No event may have a bigger impact on your business than a natural disaster. Recent hurricane damage reminds us that a disaster can severely damage your company, or even force you to close your doors permanently. An emergency preparation checklist can help you minimize the financial impact and help you restart business operations quickly. Use these tips to write and implement an emergency checklist.
Protect Your Business and Its Assets with a Disaster Recovery Plan
Recent studies indicate that one in four small and medium-size businesses do not reopen after a major storm, and that the average small business loses $3,000 per day after closing. In spite of these risks, 57% of small businesses do not have a disaster recovery plan.
Risks for Business Owners After an Emergency
Small businesses face a variety of risks, some of which can impact a company’s financial performance for years into the future:
- Physical assets: A disaster can damage or destroy buildings, warehouses, and inventory.
- Relationships: Customers may start buying products and services from your competitors, and some of those clients may not return, once your company is up and running again. Businesses may also lose relationships with suppliers and other vendors while the company is recovering from a disaster.
- Income stream: Most importantly, an interruption in your business may prevent you from paying your staff and yourself. If you can’t restart your operations quickly, you may lose members of your staff to other companies.
You have a great deal at stake when a disaster strikes, so it’s critical for every business owner to implement an emergency preparation checklist.
What You Need for Your Emergency Checklist
For starters, your emergency checklist should be outlined in your procedures manual, which documents every routine task your company performs. When a disaster happens, your staff can refer to the checklist and start to respond.
Here are some key elements for your checklist:
- User IDs and passwords: It may sound simple, but everyone in your organization needs access to a single location for all user IDs and passwords. Your business may use dozens of systems that require this information, so your staff needs quick access in an emergency.
- Cloud backup: Your entire operation should be backed up on offsite servers using the cloud. Cloud computing allows your staff to work more productively, but using the cloud also helps you recover quickly after a disaster.
- Working remotely: Many businesses have employees who work remotely, either full-time or part-time. If these workers aren’t directly impacted by a disaster, they can continue to work remotely, using the company information on the cloud. Think through your operation to determine which tasks can be performed remotely, and other work that must be performed onsite.
- Access to capital: Get access to a line of credit for your business, even if you only borrow a small amount to operate each month. In an emergency, you’ll need access to capital to reopen your doors. Don’t wait until you’re in a crisis to get access to cash.
- Flood insurance and other coverage: Have a conversation with your insurance agent to determine the coverage your business needs. Floods, for example, are the most common natural disaster in the U.S., but flood insurance is not included in the typical homeowners or renters insurance policy. Make sure that your physical assets are protected by insurance. Even if you have coverage, however, you may incur costs to restart your business before your claim is paid.
- Train your staff: All of these issues need to be addressed with your staff, and you should walk through your disaster recovery process once a quarter. Training your staff will help everyone take action if a disaster occurs.

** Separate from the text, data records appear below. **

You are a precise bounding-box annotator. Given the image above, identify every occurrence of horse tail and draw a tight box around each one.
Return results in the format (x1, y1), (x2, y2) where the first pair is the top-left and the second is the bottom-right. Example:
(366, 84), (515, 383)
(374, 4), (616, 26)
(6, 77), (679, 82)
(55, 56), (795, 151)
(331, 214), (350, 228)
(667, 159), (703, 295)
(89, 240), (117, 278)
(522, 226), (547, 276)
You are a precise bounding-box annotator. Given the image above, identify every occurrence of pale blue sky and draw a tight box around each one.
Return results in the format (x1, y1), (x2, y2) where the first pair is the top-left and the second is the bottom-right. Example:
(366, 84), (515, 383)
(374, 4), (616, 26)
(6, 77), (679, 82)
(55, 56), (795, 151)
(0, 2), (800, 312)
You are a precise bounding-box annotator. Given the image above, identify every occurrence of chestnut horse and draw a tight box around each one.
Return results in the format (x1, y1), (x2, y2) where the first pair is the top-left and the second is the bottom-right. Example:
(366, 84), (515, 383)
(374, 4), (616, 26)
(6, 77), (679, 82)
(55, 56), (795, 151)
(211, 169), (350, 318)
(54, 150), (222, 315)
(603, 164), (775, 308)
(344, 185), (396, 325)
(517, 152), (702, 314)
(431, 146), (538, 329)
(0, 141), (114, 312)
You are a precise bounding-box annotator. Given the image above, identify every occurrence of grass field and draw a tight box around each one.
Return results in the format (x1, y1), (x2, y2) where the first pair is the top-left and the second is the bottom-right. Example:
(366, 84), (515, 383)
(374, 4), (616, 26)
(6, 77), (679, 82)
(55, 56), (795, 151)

When you prepare your annual budget for the next fiscal year, review your emergency checklist and make any necessary changes. Reviewing the checklist should be on your calendar each year.
How the Emergency Checklist Would Work in Action
Assume that Julie owns Marshall Sporting Goods, a business that sells sporting goods equipment through three retail locations and online. Half of Marshall’s staff works online, and half operate the retail locations. Julie and three other executives manage the business in an office attached to one of the retail shops.
The Marshall employees have access to a document with all of their needed user IDs and passwords, and the business operates on the cloud. Julie meets with her insurance agent each quarter to review her firm’s insurance coverage.
If a disaster impacts a retail location, the operations manager refers to the emergency checklist that instructs him to notify every worker by text and email. Each store location has an agreement with a nearby retailer where the staff can seek shelter in the event of a store fire. In the event of a tornado, the staff at each store location follow a procedure to move to a basement area with emergency suppliers. The supplies, including weather radios, batteries, and fresh water, are checked each month.
Julie’s staff works with the store manager to secure the building and assess any damage. Marshall notifies customers about the store closing by email, social media, and through a message on the company’s website.
Once Julie and her managers determine how long a store location will be closed, Marshall attempts to staff store workers at other retail locations. The marketing team reaches out to existing retail customers by email and offers to fill orders online. Julie also contacts her insurance agent to file any needed claims.
Prepare Your Business to Recover Quickly
Managing a business is challenging, and dealing with a disaster is stressful for everyone involved. If you invest the time to write and implement an emergency preparation checklist, you can start to recover after a disaster and prevent large company losses.